PTD FAQs
All the answers you may need about PTDs can be found here. Although this may help you understand more about a PTD we strongly advise that you seek financial advice before entering in to any agreement – even if it isn’t from us. But we’re always happy to help.
PTD Faqs
You will need to inform the Trustee as soon as possible about any change of circumstances.
There are fees charged by the Trustee for a PTD. There are two types of fees; Initial Trustee fee and a realisation fee (percentage of the amount that is paid in to the PTD). In addition there are also related costs which are called disbursements. These include legal registration costs.
The fees will be deducted from your monthly payments. The amount you pay is based on affordability after your essential expenditure has been considered in line with the Common Financial Statement.
A PTD will adverse affect your credit file and your ability to obtain future credit. A PTD will stay on your credit report for six years from the date it is agreed.
A PTD usually lasts four years. It may last longer than this in some circumstances such as if you miss your payments.
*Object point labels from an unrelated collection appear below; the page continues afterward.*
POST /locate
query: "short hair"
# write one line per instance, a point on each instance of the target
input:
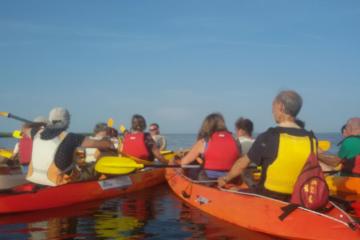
(138, 123)
(245, 124)
(100, 127)
(291, 100)
(212, 123)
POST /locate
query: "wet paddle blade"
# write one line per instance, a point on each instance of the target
(17, 134)
(324, 145)
(117, 165)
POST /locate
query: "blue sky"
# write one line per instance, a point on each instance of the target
(176, 61)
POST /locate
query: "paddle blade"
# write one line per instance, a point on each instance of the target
(4, 114)
(116, 165)
(17, 134)
(122, 128)
(110, 122)
(5, 153)
(324, 145)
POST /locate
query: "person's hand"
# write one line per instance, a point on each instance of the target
(222, 181)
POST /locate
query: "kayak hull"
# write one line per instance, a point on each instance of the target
(78, 192)
(259, 213)
(344, 185)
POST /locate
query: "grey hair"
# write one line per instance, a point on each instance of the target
(291, 100)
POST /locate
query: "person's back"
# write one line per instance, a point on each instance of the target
(216, 145)
(244, 128)
(138, 143)
(282, 151)
(160, 140)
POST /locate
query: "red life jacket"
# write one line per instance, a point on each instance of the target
(221, 152)
(25, 150)
(134, 145)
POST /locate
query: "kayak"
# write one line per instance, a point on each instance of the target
(260, 213)
(79, 192)
(344, 185)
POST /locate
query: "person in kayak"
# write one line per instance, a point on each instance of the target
(52, 161)
(281, 151)
(23, 149)
(244, 128)
(349, 152)
(216, 146)
(160, 140)
(138, 143)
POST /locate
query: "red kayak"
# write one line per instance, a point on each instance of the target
(73, 193)
(261, 213)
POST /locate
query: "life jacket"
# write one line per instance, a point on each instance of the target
(221, 152)
(293, 152)
(311, 190)
(25, 150)
(134, 145)
(351, 165)
(42, 168)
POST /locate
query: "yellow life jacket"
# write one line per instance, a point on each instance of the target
(293, 152)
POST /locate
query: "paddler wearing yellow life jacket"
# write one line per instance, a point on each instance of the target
(349, 152)
(52, 161)
(281, 151)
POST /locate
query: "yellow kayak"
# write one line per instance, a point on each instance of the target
(344, 185)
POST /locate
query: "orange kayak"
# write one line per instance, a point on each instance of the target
(344, 185)
(260, 213)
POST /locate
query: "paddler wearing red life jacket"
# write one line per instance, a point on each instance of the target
(138, 143)
(52, 160)
(349, 152)
(281, 151)
(216, 146)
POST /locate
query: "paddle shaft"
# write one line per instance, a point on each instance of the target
(18, 118)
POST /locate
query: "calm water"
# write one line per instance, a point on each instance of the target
(152, 214)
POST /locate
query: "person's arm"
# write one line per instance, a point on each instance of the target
(331, 160)
(193, 153)
(236, 170)
(99, 144)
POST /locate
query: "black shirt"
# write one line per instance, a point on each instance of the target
(264, 150)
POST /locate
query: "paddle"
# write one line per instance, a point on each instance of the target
(9, 115)
(125, 165)
(5, 153)
(17, 134)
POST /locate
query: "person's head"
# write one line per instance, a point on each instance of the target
(101, 130)
(138, 123)
(211, 124)
(300, 123)
(154, 129)
(344, 131)
(59, 118)
(286, 106)
(244, 127)
(353, 126)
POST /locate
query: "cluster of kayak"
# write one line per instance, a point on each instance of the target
(241, 207)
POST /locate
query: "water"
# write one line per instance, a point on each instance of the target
(152, 214)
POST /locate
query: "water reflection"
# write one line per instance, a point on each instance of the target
(151, 214)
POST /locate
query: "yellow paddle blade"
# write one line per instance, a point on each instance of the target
(4, 114)
(110, 122)
(117, 165)
(122, 128)
(324, 145)
(5, 153)
(17, 134)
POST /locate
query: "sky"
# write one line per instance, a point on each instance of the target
(174, 62)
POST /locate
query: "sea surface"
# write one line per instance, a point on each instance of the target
(153, 213)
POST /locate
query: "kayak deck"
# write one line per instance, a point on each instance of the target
(78, 192)
(260, 213)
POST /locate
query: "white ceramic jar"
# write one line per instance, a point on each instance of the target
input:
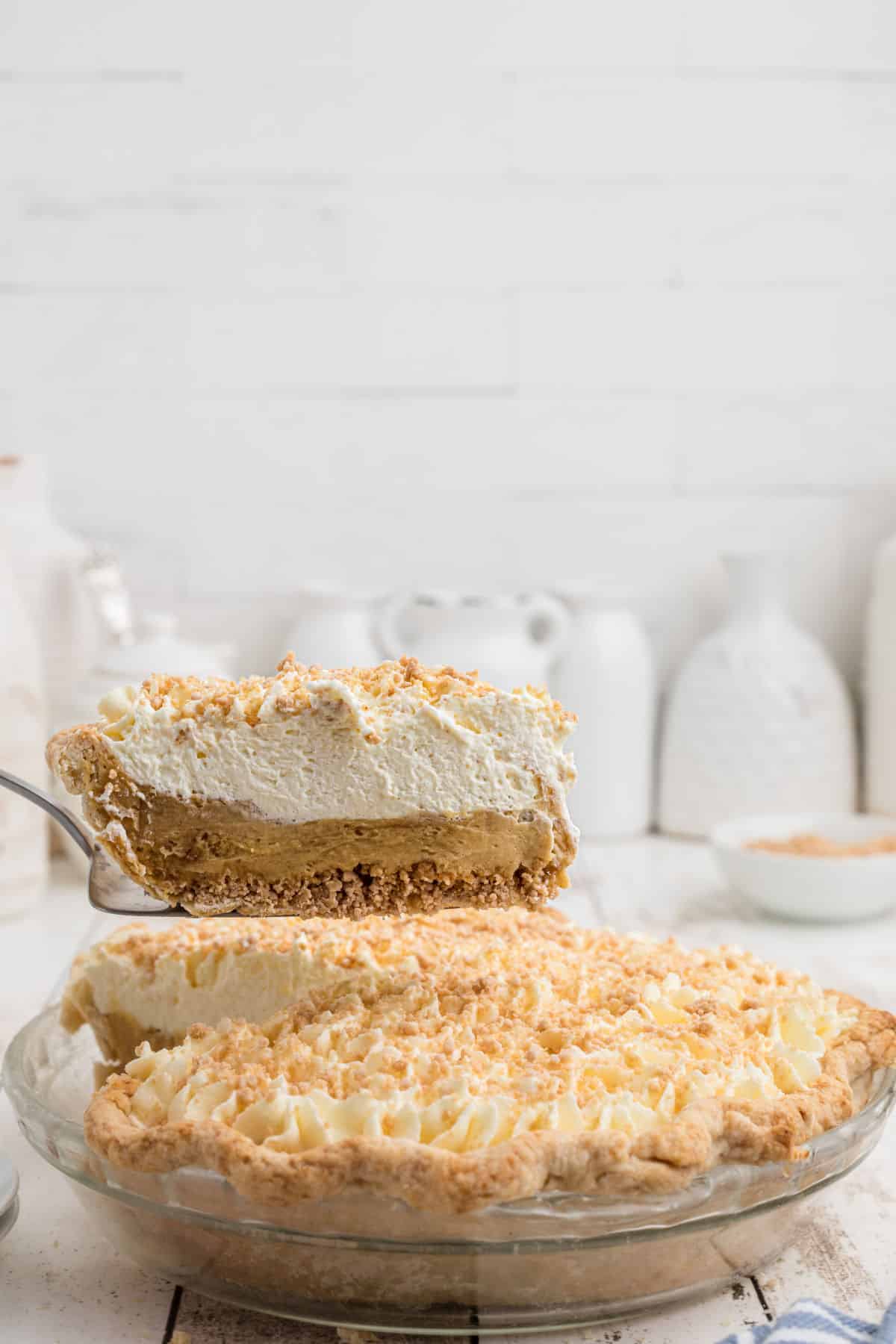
(758, 719)
(50, 566)
(332, 626)
(511, 640)
(880, 685)
(23, 734)
(608, 678)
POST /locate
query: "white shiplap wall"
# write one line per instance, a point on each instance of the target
(477, 293)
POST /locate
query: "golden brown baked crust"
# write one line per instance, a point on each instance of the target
(215, 855)
(503, 1021)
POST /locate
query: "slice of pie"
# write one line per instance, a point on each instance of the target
(351, 792)
(615, 1066)
(152, 984)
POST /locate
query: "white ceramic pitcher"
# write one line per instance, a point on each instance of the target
(509, 640)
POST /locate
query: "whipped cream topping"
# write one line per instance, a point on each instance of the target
(309, 745)
(606, 1036)
(166, 979)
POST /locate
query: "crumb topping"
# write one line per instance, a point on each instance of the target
(375, 941)
(594, 1033)
(296, 687)
(809, 846)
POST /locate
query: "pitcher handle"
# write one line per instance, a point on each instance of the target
(555, 617)
(388, 623)
(66, 819)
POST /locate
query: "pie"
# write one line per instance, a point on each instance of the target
(152, 984)
(603, 1063)
(348, 792)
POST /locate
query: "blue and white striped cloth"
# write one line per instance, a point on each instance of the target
(810, 1322)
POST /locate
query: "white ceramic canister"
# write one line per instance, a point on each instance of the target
(608, 678)
(332, 628)
(153, 645)
(880, 685)
(509, 640)
(23, 735)
(49, 562)
(758, 719)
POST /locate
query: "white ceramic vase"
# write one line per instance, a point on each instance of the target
(758, 719)
(50, 567)
(608, 678)
(880, 685)
(332, 628)
(23, 734)
(509, 640)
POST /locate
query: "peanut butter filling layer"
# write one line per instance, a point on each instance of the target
(214, 856)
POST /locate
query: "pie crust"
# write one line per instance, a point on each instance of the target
(675, 1061)
(153, 981)
(253, 796)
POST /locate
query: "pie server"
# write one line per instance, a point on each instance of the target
(109, 890)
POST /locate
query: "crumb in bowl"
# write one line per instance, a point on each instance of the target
(809, 846)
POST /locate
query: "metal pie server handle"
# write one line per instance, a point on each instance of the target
(108, 889)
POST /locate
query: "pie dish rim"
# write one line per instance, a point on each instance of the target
(606, 1164)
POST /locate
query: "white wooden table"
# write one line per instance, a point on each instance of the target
(60, 1284)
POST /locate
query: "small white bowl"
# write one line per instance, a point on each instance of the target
(802, 886)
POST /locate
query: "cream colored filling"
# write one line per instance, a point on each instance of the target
(479, 1070)
(347, 756)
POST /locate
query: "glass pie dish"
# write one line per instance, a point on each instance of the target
(554, 1261)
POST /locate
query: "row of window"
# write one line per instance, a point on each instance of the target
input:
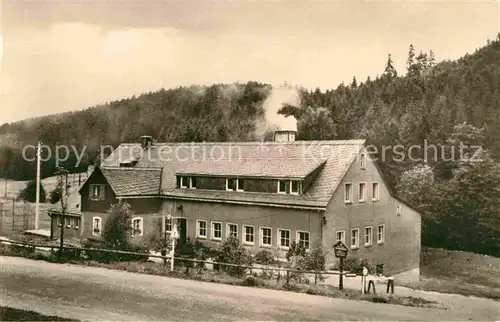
(137, 226)
(368, 236)
(283, 236)
(96, 191)
(69, 222)
(237, 184)
(348, 192)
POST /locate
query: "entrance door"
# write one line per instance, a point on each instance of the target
(182, 227)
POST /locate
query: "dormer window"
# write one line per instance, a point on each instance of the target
(293, 187)
(184, 182)
(282, 186)
(96, 192)
(187, 182)
(233, 184)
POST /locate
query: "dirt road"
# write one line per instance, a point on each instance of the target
(99, 294)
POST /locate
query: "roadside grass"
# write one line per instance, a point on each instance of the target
(459, 272)
(219, 277)
(11, 314)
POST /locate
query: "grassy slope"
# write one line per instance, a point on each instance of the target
(13, 189)
(11, 314)
(459, 272)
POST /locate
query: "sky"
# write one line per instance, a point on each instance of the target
(59, 56)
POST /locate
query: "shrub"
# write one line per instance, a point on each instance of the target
(117, 230)
(29, 192)
(55, 195)
(232, 252)
(264, 257)
(314, 260)
(295, 250)
(355, 265)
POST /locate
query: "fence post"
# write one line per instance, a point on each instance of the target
(25, 226)
(1, 217)
(13, 215)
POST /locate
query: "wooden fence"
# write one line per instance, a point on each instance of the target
(47, 247)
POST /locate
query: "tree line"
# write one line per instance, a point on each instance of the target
(440, 104)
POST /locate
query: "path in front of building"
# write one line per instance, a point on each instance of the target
(89, 293)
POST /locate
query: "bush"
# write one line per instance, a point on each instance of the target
(29, 192)
(232, 252)
(55, 195)
(314, 261)
(295, 250)
(264, 257)
(355, 265)
(117, 229)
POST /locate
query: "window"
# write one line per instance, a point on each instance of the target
(355, 238)
(187, 182)
(362, 192)
(368, 236)
(341, 236)
(96, 226)
(295, 187)
(380, 234)
(201, 228)
(284, 236)
(232, 230)
(375, 191)
(348, 193)
(192, 183)
(248, 237)
(137, 226)
(265, 236)
(289, 186)
(168, 225)
(216, 230)
(184, 182)
(231, 184)
(281, 186)
(96, 191)
(303, 239)
(240, 185)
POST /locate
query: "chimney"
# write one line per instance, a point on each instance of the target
(284, 136)
(146, 141)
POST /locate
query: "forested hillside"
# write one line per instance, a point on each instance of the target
(441, 103)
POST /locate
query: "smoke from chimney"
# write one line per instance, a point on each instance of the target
(274, 102)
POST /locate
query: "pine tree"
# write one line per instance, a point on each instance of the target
(432, 60)
(354, 83)
(422, 63)
(389, 68)
(410, 61)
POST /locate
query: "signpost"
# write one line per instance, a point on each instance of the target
(174, 235)
(341, 253)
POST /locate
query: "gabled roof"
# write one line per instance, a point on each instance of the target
(255, 159)
(252, 168)
(131, 181)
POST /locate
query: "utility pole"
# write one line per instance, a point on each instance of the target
(62, 181)
(174, 235)
(37, 209)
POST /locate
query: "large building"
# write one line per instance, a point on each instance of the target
(265, 193)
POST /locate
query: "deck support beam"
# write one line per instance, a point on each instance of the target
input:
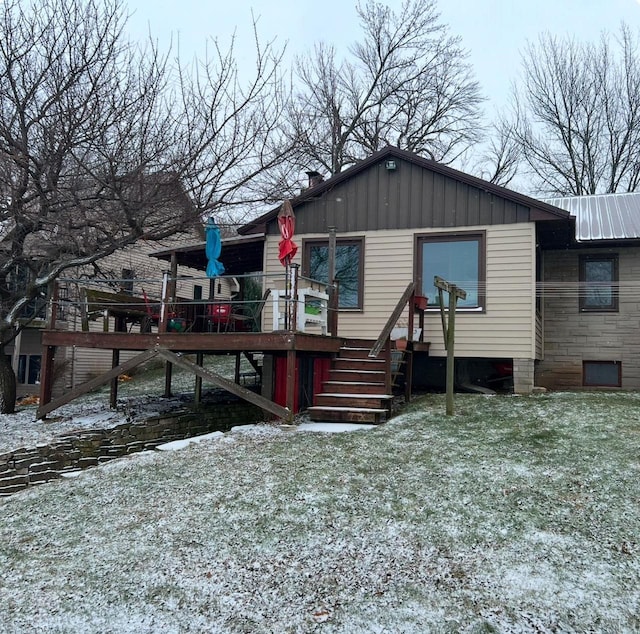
(230, 386)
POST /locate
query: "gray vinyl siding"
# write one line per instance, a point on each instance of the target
(571, 336)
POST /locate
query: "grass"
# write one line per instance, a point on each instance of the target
(515, 515)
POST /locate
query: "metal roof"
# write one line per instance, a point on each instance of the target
(603, 216)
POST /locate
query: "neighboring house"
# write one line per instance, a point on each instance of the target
(591, 291)
(401, 218)
(130, 270)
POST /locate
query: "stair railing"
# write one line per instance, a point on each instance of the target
(384, 337)
(385, 333)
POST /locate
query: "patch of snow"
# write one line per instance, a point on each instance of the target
(333, 428)
(176, 445)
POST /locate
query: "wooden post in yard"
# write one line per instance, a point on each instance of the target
(197, 394)
(291, 383)
(113, 390)
(449, 330)
(331, 284)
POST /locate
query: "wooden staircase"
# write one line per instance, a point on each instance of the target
(358, 389)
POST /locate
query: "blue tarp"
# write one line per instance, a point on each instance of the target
(213, 249)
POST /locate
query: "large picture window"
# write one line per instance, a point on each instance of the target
(457, 258)
(598, 283)
(349, 273)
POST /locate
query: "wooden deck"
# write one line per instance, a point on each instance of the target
(208, 343)
(170, 346)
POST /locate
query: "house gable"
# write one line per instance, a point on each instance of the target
(411, 193)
If you’re a homeowner then you may be required to release equity in your home by remortgaging.
Generally, unsecured debts can normally be included in a PTD. The following details debts which are excluded from a PTD. These include student loans, money owed to someone who holds a security on your property (e.g. a mortgage or secured loan), debts incurred through fraudulent activity, hire purchases and fines.
When setting up a PTD your creditors can either agree or object once details to apply for it have been made publicly available. Once agreed any contact is usually managed by a Trustee. If you don’t follow the terms of the PTD then it may either be terminated or the Trustee can apply for your sequestration – or bankruptcy. Should the Trust Deed be terminated you will be liable for your outstanding unsecured debts and your creditors will be free to contact you directly.